BMC Health Serv Res. 2020; 20: 1109.

Impact of suspending minimum volume requirements for knee arthroplasty on hospitals in Germany: an uncontrolled before–after study

Werner de Cruppé,corresponding author1 Annette Ortwein,1 Rike Antje Kraska,2 and Max Geraedts1
Knee

Background

In 2004, the Federal Joint Committee, supreme decision-making body in German healthcare, introduced minimum volume requirements (MVRQs) as a quality instrument. Since then, MVRQs were implemented for seven hospital procedures. This study evaluates the effect of a system-wide intermission of MVRQ for total knee arthroplasty (TKA), demanding 50 annual cases per hospital.

Methods

An uncontrolled before–after study based on federal-level data including the number of hospitals performing TKA, and TKA cases from the external hospital quality assurance programme in Germany (2004–2017). Bi- and multivariate analyses based on hospital-level secondary data of TKA cases and TKA quality indicators extracted from hospital quality reports in Germany (2006–2014).

Results

The number of TKAs performed in Germany decreased by 11% after suspending the TKA-MVRQ in 2011, and rose by 13% after its reintroduction in 2015. The number of hospitals with less than 50 cases rose from 10 to 25% and their case share from 2 to 5.5% during suspension.
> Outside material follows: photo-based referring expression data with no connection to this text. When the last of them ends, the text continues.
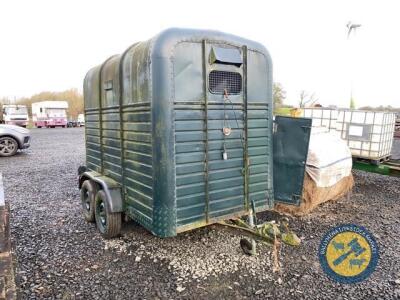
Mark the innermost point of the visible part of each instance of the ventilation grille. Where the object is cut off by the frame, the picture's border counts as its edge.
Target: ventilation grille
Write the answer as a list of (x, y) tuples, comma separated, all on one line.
[(218, 81)]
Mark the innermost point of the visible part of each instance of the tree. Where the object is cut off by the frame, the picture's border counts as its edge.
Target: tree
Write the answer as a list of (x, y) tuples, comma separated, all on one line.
[(307, 99), (352, 103), (279, 94)]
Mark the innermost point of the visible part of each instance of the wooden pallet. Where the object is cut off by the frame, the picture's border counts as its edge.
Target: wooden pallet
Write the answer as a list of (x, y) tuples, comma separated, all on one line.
[(373, 161)]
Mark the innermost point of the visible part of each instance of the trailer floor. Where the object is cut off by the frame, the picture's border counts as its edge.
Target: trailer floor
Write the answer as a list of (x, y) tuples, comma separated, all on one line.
[(58, 255)]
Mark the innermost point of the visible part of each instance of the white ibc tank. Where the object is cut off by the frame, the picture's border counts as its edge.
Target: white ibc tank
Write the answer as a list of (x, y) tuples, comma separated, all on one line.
[(322, 117), (368, 134)]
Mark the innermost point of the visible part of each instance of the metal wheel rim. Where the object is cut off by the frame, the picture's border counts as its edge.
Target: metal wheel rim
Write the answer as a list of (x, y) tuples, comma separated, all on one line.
[(7, 146), (86, 201), (102, 214)]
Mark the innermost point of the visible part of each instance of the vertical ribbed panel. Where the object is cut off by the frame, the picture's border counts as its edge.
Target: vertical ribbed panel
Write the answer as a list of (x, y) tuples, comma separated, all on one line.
[(111, 143), (138, 165), (226, 179), (260, 154), (92, 130)]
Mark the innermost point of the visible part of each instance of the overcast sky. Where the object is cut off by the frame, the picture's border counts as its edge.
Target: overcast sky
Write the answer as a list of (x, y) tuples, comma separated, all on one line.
[(50, 45)]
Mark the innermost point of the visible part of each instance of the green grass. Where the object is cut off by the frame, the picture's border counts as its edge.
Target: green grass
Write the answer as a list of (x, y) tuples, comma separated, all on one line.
[(283, 111)]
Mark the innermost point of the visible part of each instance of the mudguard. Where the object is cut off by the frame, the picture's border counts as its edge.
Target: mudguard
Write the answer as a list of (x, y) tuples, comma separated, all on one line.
[(111, 188)]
Change in hospital volume after the suspension of TKA-MVRQ was not associated with hospital size, ownership, or region. All four evaluable quality indicators increased significantly in the year after their first public reporting. Compared to hospitals meeting the TKA-MVRQ, three indicators show slight but statistically significant better quality in hospitals below the TKA-MVRQ.

Conclusions

In Germany, TKA-MVRQs seem to induce in-hospital caseload adjustments rather than foster regional inter-hospital case transfers as intended.